Let $\vec{y}$ = $ \left[ {\begin{array}{cc} 8 \\ 5 \\ -5 \\ \end{array} } \right]$ and $\vec{u}$ = $ \left[ {\begin{array}{cc} 4 \\ 4 \\ 4 \\ \end{array} } \right]$. Compute the distance $d$ from $\vec{y}$ to the line through $\vec{u}$ and the origin.
On
$$d=\left|\vec{y}-\frac{\vec{y}\cdot\vec{u}}{|\vec{u}|}{\vec{u}}\right|$$ Then $$d=\left|\begin{pmatrix}8\\5\\-5\end{pmatrix}-\frac{32}{4\sqrt{3}}\begin{pmatrix}4\\4\\4\end{pmatrix}\right|$$
I'll leave the rest to you
On
You can think of $\vec{y}$ as being the sum of two vectors: a vector $\vec{y}_p$ parallel to the line through $\vec{u}$ and the origin, and a vector $\vec{y}_o$ orthogonal to that line.
The $d$ you need to compute is the length of $\vec{y}_o$.
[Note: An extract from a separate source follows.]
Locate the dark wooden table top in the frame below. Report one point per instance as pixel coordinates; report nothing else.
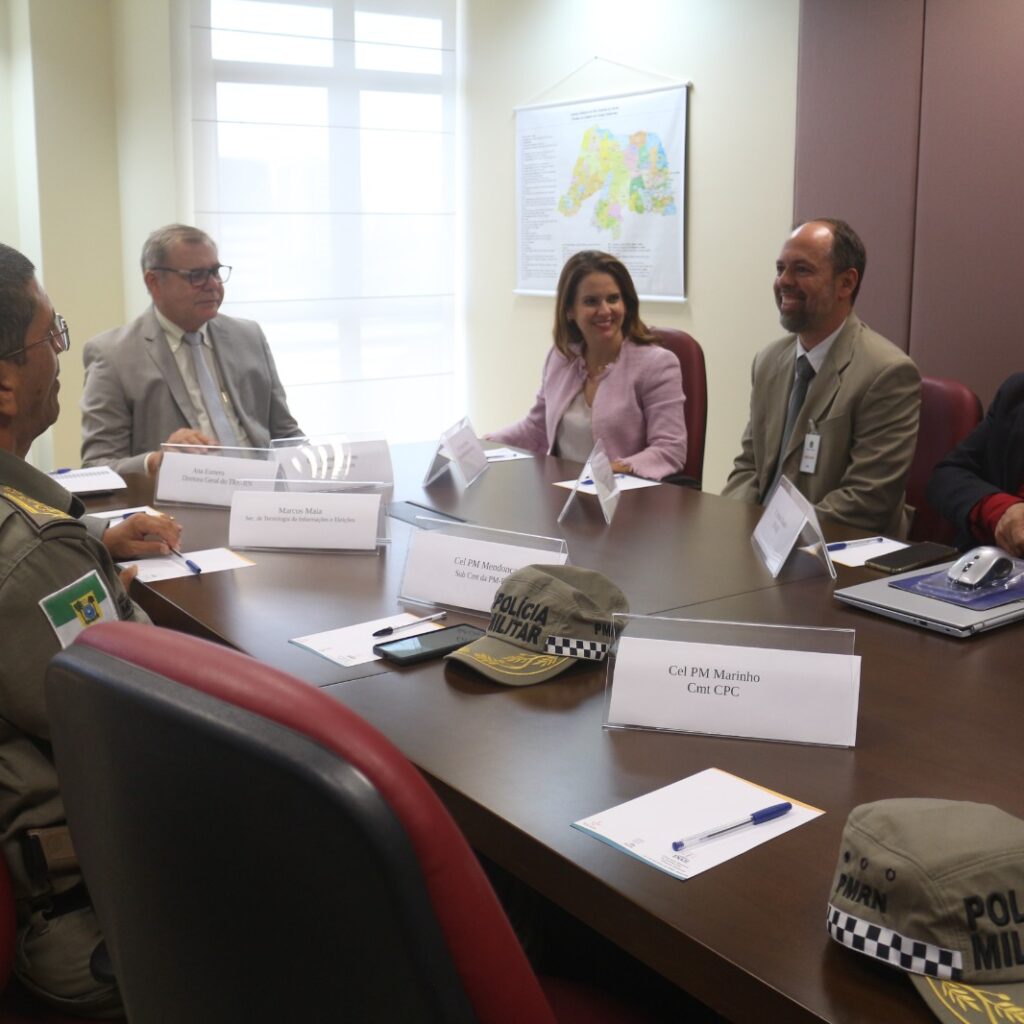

$\vec{y}_p$ is the projection of $\vec{y}$ onto the line through $\vec{u}$ and the origin. The length of $\vec{y}_p$ is equal to the absolute value of the dot product $\vec{y}\cdot\vec{u}'$ where $\vec{u}'$ is a unit vector in the same direction as $\vec{u}$.
Knowing the length of $\vec{y}$ and the length of $\vec{y}_p$ you can use the Pythagorean Theorem to get the length of $\vec{y}_o$.
The squared distance from $(8,5,-5)$ to a point $(4t,4t,4t)$ on the line is $$(8-4t)^2+(5-4t)^2+(-5-4t)^2=48t^2-64t+114.\tag{1}$$ This is minimal at $t=64/96=2/3$ so that the nearest point on the line is $(8/3,8/3,8/3).$ Or since you only need the distance, plug $t=2/3$ into (1) and get $278/3$, and the distance is the squareroot of that.
NOTE: The line could be more simply $(t,t,t)$ which would make for smaller coefficients in (1).